Iiro Lutter und sein feines Gespür für Wein
Ein Highlight von außergewöhnlicher Produktqualität sind die Special Cuts vom Balfego -Thunfisch: Der feingemaserte, Toro genannte Bauchlappen schmilzt förmlich am Gaumen. Eine hauchdünne Apfelscheibe setzt einen säuerlichen Kontrapunkt. Selbst gesammelte Bucheckern und eine wunderbar abgestimmte Ponzu-Vinaigrette mit Yuzu und Soja nobilitieren das Arrangement. Apropos: Brühen, Fonds und Saucen veredeln fast jeden Gang. Wie gut, dass der ebenso gut gelaunte wie hochaufmerksame Luigi Pecchi jeweils eine Extraportion à part reicht.
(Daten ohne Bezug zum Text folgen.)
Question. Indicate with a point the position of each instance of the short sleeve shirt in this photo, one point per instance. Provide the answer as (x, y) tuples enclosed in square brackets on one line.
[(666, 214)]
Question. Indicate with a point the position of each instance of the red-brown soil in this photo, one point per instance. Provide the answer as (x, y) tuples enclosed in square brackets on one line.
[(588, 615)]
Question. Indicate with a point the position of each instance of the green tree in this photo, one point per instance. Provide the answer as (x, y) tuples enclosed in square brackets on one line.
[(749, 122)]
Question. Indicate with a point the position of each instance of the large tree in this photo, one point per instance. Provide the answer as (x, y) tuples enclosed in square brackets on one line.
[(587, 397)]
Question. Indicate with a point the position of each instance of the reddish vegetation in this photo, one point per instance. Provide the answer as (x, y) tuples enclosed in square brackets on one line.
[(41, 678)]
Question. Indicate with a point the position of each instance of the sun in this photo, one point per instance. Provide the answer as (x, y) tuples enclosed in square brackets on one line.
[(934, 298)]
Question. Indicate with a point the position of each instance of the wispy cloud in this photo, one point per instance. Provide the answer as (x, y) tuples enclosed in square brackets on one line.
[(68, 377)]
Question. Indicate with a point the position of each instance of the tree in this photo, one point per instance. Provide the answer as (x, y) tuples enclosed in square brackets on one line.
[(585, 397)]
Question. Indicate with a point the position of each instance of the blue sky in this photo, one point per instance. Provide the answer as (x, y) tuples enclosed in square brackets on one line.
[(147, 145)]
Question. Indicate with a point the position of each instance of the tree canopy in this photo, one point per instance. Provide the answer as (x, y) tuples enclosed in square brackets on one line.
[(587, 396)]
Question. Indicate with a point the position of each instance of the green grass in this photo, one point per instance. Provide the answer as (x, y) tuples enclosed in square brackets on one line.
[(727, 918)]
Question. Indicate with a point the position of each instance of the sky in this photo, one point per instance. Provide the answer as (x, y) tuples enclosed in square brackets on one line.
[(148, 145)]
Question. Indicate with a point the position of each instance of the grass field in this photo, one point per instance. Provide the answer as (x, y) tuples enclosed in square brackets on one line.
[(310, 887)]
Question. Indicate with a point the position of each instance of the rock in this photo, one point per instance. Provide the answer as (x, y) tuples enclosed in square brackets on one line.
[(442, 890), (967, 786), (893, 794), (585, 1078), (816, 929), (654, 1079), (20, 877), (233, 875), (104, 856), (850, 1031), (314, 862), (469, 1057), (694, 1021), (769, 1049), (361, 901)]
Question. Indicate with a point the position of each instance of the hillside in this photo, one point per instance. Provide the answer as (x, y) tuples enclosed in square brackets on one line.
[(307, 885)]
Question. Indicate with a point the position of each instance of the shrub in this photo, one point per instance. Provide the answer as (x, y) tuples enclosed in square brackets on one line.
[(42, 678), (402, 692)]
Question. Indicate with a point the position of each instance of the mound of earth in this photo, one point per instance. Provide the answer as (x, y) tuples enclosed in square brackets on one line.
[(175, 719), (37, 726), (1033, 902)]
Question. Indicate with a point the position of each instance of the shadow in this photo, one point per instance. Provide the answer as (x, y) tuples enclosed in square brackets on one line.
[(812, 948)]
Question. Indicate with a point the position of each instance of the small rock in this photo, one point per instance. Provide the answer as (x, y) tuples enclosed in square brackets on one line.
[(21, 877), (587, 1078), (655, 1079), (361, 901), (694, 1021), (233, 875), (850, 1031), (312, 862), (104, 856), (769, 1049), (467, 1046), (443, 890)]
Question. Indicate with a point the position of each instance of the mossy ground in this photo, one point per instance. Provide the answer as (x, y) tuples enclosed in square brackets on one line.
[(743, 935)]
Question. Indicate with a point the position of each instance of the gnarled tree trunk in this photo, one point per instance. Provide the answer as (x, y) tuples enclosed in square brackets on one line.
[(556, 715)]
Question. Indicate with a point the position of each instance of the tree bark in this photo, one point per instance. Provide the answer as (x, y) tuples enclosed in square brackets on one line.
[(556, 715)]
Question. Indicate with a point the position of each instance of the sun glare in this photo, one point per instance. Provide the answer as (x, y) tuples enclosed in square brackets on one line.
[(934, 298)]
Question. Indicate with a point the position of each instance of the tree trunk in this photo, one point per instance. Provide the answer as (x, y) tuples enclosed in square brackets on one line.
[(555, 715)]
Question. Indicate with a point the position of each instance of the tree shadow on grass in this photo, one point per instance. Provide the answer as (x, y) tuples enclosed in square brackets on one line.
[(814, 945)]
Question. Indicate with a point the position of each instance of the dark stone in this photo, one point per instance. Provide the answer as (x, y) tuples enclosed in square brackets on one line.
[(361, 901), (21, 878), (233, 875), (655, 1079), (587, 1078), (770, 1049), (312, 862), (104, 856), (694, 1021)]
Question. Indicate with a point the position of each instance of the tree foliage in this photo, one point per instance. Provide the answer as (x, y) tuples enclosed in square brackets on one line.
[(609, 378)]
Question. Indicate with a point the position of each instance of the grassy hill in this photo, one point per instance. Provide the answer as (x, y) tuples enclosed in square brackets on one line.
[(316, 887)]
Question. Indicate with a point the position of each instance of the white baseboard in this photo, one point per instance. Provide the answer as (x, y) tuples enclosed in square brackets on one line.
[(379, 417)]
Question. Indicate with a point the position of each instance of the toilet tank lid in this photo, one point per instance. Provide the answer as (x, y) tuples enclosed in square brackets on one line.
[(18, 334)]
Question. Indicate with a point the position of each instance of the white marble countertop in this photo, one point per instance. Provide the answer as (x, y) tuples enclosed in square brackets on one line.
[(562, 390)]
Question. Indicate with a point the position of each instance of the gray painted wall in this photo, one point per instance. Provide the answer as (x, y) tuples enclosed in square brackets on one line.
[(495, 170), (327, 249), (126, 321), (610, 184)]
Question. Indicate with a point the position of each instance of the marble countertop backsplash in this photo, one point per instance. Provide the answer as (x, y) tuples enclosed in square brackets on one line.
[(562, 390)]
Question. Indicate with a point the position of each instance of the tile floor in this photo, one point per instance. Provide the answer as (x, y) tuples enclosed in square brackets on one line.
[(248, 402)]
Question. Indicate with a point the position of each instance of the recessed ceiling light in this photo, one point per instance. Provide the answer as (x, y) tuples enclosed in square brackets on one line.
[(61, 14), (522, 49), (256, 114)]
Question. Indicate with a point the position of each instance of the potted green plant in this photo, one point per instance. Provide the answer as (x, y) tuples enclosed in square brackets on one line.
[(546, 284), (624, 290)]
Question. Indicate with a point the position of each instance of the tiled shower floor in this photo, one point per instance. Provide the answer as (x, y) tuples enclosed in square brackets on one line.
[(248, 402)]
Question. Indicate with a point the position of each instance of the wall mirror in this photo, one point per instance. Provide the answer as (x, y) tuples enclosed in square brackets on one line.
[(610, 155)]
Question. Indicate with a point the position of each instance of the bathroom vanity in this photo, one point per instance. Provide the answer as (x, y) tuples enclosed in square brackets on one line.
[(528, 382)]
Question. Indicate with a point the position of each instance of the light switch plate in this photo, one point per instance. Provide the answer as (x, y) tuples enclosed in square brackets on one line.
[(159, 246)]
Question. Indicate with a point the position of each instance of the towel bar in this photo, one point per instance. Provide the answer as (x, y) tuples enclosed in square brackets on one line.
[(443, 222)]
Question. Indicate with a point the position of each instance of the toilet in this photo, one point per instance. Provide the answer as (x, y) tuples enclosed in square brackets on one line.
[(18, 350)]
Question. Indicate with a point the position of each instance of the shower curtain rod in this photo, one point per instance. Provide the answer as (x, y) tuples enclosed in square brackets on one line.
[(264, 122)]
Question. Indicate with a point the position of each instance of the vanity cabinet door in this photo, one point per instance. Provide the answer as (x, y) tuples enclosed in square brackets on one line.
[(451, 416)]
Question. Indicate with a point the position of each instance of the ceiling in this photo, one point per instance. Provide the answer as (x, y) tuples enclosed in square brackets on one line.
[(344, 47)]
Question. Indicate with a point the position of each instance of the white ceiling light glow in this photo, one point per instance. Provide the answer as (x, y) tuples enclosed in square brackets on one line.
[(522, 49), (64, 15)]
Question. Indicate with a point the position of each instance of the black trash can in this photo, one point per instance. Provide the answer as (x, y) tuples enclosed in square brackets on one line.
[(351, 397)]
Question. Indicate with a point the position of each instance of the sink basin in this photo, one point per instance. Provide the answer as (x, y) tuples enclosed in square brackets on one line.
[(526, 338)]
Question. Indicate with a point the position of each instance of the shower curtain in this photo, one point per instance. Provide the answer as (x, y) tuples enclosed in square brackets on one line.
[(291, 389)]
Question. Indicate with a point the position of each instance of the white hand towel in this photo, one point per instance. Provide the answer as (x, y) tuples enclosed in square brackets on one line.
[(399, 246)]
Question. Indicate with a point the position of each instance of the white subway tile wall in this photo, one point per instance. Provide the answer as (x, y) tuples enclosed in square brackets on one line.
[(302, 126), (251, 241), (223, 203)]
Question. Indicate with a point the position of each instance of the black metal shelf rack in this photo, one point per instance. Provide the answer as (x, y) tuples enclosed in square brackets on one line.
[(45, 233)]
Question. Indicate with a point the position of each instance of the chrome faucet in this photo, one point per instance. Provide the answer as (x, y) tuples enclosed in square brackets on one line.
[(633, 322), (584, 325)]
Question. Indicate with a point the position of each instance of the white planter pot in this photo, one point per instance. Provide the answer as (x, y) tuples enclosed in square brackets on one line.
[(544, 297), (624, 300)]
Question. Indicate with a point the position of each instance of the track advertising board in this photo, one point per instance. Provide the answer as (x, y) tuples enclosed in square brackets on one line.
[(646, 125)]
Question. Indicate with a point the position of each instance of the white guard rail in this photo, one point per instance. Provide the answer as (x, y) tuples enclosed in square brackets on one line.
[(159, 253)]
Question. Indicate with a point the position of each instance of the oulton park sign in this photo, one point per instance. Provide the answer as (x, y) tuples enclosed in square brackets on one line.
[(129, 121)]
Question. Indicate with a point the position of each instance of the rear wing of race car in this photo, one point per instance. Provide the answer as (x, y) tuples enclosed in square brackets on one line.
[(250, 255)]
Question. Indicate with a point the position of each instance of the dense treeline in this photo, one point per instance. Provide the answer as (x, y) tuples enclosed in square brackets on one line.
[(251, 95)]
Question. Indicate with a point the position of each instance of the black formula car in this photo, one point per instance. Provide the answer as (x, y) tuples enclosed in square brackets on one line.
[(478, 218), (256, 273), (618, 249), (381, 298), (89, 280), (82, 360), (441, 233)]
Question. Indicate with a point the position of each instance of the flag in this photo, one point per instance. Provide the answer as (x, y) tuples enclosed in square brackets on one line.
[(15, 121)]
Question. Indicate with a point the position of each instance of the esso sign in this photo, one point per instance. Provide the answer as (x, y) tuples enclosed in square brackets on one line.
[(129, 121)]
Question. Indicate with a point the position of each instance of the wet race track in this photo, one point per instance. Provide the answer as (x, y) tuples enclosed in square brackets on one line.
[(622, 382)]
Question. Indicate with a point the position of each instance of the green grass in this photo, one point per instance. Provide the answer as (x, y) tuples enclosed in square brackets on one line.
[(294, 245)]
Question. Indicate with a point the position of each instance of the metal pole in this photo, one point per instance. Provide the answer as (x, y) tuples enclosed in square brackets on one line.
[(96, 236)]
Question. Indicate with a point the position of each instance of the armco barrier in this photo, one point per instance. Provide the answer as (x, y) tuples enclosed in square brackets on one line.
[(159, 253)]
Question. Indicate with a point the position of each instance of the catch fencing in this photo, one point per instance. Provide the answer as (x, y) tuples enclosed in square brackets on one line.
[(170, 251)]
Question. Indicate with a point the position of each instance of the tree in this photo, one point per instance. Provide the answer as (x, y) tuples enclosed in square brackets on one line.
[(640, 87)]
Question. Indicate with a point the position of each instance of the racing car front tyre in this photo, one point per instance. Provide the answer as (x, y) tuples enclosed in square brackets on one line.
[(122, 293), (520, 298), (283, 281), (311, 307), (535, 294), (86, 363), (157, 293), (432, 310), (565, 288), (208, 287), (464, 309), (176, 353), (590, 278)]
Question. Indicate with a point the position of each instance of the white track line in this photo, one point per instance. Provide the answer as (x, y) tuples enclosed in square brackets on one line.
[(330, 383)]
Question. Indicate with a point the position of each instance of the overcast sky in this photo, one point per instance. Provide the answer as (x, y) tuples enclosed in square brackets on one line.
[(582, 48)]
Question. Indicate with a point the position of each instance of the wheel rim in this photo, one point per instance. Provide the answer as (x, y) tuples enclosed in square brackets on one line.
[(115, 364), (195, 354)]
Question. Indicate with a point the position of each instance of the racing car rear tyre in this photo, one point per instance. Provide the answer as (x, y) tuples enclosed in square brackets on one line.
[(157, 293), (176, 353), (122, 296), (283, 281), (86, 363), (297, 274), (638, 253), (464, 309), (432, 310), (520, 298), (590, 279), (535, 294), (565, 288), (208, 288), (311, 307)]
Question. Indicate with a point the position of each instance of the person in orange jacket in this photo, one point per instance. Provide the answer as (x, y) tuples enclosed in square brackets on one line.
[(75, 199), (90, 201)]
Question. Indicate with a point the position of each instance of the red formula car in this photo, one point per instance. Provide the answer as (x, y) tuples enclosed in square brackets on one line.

Eine fein abgestimmte Komposition ist der Ziegenkäseraviolo mit Quitte, hervorragendem selbst angesetzten Honigessig und grüner Mandel. Der virtuos inszenierte süß-saure Akkord zieht sich wie ein roter Faden durch das Menü. Als kongenialen Begleiter kredenzt Sommelier Iiro Lutter ein Sparkling Sake „Dumai“ mit nur fünf Prozent Alkohol. Auch sonst kann man sich blind auf seine Expertise verlassen. Lutter hat bereits im „Schwarzen Hahn“ im Deidesheimer Hof und im Werneckhof sein feines Gespür für kostbare Rebsäfte unter Beweis gestellt. „Ich bringe fordernde Weine am Anfang, da sich mit der Zeit eine Wohligkeit einstellt“, sagt er gleich zu Beginn seiner Weinreise. Seine gut sortierte weltumspannende Karte enthält viele Pfälzer Weine mit großer Jahrgangstiefe und einigen Raritäten.
Ein klug durchdeklinierter Texturreigen ist das Ananas-Dessert: Eine feine Scheibe der Tropenfrucht, ein Bisquit, Mascarpone mit Ananaskern, Sorbet sowie ein Chip mit tasmanischem Pfeffer vereinen sich zum virtuosen Spiel mit Aggregatzuständen und Geschmacksnuancen. Ebenfalls alles andere als alltäglich: Die köstlichen Pralinen zum krönenden Abschluss hat Patissière Desirée Nieder so kunstvoll handbemalt, dass sie eigentlich zu schade sind zum Essen.
Wie Gott im Chiemgau fühlen darf sich, wer sich nach dieser Gourmandise in eine der gemütlichen, von Loden, Altholz und warmen Farben geprägten Suiten betten darf und am Tag darauf noch vor dem Frühstück seine erste Golfrunde dreht.